Simulated Author's Rebuttal

3 responses · 0 unresolved

We sincerely thank the referee for the detailed and insightful comments on our manuscript. We value the feedback highlighting both the potential impact and areas needing clarification. We address each major comment below and outline the revisions planned for the next version of the paper.

read point-by-point responses
  1. Referee: [Simulations] Simulations section: the reported 1.5 dB BLER coding gain and 50% semantic-similarity improvement are stated without error bars, number of Monte Carlo trials, or any description of the ByT5 fine-tuning dataset, hyperparameters, or training procedure, rendering the quantitative claims unverifiable from the given information.
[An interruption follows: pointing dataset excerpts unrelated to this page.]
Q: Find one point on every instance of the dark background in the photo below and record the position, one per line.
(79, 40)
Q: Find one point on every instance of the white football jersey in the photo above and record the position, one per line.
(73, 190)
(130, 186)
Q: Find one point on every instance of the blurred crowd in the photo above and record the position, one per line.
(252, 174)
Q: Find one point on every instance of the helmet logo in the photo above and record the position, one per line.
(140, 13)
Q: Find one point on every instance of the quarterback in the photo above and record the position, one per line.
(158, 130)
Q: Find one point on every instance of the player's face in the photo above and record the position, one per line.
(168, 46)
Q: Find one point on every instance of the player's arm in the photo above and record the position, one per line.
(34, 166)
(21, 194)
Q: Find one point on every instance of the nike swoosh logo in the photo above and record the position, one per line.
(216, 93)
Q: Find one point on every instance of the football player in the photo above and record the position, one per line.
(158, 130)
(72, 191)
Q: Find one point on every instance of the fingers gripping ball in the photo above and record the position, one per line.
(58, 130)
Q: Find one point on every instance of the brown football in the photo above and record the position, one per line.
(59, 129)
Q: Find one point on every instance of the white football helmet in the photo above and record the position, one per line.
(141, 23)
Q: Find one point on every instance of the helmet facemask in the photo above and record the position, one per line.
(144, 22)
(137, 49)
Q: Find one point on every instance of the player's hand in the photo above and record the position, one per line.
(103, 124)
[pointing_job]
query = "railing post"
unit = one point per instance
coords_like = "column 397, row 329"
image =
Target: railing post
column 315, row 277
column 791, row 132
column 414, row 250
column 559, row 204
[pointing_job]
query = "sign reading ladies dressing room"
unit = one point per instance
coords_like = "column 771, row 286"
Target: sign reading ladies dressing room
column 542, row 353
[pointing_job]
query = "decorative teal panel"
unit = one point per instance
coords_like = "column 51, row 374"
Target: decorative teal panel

    Authors: We agree that the simulations section requires additional details to ensure reproducibility and verifiability. In the revised manuscript, we will augment the Simulations section with error bars on all performance curves, explicitly state the number of Monte Carlo trials performed for each SNR point, and provide a full description of the ByT5 fine-tuning dataset (including source, size, and preprocessing steps), along with the training hyperparameters and procedure. These additions will directly address the verifiability concern. revision: yes

  2. Referee: [Proposed Decoder] Proposed method: the exact rule for combining channel reliability metrics with the LLM-derived semantic probability score is not specified (no equation or weighting scheme is provided), so it is impossible to determine whether the joint-likelihood selection reduces to standard Viterbi under realistic conditions or how sensitive the gains are to this combination.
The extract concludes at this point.